Boston, MA 02/11/2013 (wallstreetpr) –Maker of hearing implants Cochlear Ltd. (ASX:COH), based in Australia says emerging markets like China represent lucrative business opportunities. The 31 year old company was launched to develop the Graeme Clark’s idea of the bionic ear. Hearing implants stimulate audio-nerves in the inner ear which improves sound reception.
About thirty thousand newborns in the China have profound hearing problems, the company’s CEO Chris Roberts told an Australian TV Channel.
Roberts, views China is “a huge opportunity in general”. Economic growth of the communist nation spreads out evenly throughout the growing middle class and rising income levels trigger demand for “good health care”, in that segment of the nation, he said. This makes China a “huge potential market”, for the hearing implants and other hearing aids, he added.
However the company is not a just a China-story, he said. According to a regulatory filing submitted last week, its revenues in the Asia-Pacific region hiked 33% in the half year ended December, 2012.

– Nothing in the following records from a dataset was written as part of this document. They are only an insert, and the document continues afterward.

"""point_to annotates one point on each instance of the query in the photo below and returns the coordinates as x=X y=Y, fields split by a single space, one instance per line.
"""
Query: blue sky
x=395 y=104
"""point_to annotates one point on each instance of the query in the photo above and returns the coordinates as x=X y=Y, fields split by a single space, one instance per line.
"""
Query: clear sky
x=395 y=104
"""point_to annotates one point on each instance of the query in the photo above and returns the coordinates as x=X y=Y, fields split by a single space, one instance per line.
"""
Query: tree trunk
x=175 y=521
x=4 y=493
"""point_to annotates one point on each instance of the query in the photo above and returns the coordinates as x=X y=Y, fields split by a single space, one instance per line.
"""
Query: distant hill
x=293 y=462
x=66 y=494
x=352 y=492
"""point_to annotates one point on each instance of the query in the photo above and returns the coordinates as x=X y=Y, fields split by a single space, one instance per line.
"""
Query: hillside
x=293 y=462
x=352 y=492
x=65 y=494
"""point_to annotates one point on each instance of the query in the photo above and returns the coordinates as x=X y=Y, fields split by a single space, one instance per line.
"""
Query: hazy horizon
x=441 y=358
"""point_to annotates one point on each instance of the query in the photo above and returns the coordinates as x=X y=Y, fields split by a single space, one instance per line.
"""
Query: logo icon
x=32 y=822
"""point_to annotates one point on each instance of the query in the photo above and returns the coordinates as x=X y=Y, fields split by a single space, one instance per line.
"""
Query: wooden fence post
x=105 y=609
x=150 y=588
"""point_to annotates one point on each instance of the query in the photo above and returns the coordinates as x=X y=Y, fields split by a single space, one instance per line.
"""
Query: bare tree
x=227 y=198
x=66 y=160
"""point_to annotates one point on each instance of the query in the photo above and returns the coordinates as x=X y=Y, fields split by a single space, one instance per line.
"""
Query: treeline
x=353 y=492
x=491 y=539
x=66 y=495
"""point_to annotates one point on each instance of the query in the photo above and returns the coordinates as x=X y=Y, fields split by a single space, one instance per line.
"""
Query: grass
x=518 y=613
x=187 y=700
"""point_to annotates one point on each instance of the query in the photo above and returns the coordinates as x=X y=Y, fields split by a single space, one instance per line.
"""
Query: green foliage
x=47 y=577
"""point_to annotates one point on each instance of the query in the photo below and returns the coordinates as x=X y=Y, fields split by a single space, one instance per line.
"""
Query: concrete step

Cochlear Ltd. (ASX:COH) turned profitable in the last six months of the fiscal year 2012. During that period, it earned A$78 million as compared to a A$20 million loss for the last year. Swiss hearing aid seller, Sonova Holding AG (PINK:SONVY) earned a profit in the first six months of the year as the cochlear implant unit turned profitable.
Cochlear Ltd. (ASX:COH)’s market capitalization thinned down to A$4 billion ($4.1 billion) in response to declining share prices. Its stocks fell by about 12% during this year. Australia’s S&P/ASX 200 Index, advanced 6.9%.
The Cochlear Ltd.(ASX:COH) shares were up 1.54% to close at A$70. Shares of Sonova Holding AG(PINK:SONVY) were up 0.42% to close at $24.17.